I've only just found these book reviews of my July 14 2008 novels Bukkakeworld and Planet of the Owls on Amazon so I'd like to a) thank reader "Steve" for his FIVE STAR reviews and b) encourage the readers of this blog to check these books out.
Planet of the Owls
by Mike Philbin
Possibly one of the strangest books I've ever read,
August 14, 2009
A very strange and terrifying book.
The nightmarish surrealism is what I love about all of his books. Philbin never fails to deliver the goods when it comes creating fiction that is original and full of creative narrative that explodes with vibrant metaphors and graphic description.
This books is not for those with weak stomachs or those adults with the sensibilities of a four-year old who would get offended at the first sight of human nudity. But keep in mind, there is nothing written in a book that doesn't reflect the real world somehow. I find that horror books are here to remind us that we're in Hell and we better get use to it. Reading horror novels, for me, is a way of confronting insanity on another level. At least you can escape from the nightmares of a book, but the nightmare we call reality, no matter how little we try to make our worlds, we cannot escape from. If you can't confront the nightmares in a book, how are you ever going to confront the real thing when it arrives, bursting through the locked doors of your domestic prison?

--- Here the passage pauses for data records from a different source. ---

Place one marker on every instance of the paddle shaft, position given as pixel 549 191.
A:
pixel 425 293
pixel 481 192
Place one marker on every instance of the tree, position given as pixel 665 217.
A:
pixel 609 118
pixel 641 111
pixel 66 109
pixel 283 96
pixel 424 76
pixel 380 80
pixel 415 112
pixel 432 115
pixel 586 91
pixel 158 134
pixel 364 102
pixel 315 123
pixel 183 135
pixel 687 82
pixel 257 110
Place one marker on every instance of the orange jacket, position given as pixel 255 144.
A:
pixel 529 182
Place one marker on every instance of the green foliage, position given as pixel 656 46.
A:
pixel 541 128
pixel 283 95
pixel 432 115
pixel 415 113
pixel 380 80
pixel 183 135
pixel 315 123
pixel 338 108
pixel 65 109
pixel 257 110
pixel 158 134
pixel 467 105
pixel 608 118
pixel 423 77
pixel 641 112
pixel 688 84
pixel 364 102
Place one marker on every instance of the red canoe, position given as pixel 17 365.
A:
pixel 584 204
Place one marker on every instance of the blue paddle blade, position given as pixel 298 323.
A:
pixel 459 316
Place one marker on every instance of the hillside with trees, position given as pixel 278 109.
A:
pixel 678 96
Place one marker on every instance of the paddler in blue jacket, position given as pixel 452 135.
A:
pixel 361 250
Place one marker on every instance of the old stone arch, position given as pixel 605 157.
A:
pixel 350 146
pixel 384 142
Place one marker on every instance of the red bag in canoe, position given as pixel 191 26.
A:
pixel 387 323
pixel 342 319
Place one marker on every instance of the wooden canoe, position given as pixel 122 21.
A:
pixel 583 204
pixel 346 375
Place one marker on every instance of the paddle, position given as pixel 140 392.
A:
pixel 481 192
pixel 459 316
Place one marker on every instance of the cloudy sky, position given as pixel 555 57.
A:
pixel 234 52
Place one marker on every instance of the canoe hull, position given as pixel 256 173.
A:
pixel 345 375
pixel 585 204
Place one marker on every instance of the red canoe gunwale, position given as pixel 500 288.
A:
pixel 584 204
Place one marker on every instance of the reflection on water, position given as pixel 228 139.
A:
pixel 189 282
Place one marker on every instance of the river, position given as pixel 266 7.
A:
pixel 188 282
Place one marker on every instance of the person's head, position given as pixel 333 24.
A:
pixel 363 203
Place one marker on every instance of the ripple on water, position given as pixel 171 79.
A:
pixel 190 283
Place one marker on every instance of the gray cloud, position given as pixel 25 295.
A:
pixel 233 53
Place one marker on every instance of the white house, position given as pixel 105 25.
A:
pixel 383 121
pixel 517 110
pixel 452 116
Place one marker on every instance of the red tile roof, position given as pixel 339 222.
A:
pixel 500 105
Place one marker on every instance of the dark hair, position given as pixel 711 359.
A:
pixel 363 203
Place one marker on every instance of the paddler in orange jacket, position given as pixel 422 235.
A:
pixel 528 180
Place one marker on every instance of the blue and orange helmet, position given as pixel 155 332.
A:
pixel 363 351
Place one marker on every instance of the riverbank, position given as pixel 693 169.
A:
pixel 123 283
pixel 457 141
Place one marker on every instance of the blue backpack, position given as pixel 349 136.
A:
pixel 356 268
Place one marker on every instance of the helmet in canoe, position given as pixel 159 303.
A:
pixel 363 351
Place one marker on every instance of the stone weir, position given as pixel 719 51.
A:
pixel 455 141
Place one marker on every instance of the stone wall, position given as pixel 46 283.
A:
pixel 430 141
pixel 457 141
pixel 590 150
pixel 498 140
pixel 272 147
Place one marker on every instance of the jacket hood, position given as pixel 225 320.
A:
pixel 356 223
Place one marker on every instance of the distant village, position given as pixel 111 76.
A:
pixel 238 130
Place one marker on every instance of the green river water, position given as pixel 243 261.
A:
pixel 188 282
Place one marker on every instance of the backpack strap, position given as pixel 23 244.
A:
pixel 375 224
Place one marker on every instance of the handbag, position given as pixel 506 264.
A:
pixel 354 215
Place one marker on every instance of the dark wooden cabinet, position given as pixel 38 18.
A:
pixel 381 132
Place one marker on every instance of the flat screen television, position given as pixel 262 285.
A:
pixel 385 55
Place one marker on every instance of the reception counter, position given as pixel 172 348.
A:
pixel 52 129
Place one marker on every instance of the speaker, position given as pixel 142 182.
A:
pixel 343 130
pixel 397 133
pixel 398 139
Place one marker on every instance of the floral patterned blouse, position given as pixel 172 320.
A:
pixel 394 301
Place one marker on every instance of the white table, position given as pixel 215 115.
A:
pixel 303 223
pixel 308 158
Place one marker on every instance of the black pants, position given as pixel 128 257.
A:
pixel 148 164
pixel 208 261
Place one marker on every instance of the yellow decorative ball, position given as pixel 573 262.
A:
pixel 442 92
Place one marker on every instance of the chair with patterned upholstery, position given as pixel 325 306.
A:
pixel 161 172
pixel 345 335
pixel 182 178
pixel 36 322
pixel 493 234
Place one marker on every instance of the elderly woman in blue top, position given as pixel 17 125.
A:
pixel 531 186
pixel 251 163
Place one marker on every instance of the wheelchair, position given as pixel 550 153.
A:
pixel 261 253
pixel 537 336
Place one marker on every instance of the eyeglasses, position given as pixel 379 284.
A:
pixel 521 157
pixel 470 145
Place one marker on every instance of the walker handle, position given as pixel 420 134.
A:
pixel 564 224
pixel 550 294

So read this book! It'll be good for you!
Who knows, the real apolocalypse may consist of giant birds feasting on human beings and raping them to produce strange hybrids. At least if you read this book, you'll be more prepared for it. And if not, at least you'll find some entertainment in a story well told.
by Mike Philbin
A strange, entertaining read,
November 10, 2008
This book was not as predictable as I orginally thought it was going to be, I underestimated the writer when I thought so. There seemed to be no limits as to where this story might go, and it went a lot of places. The writer did not put his imagination on a leash to walk through pages of easily discernable metaphors for corporate abuse. Yes, there's the bukakke shooting down from all directions and the constant degradation, but that's just the setup. The true heart of the story lies in the events that take place within the story. A story so weird and alien, written in an amazing style of prose, it'll be impossible for me to forget.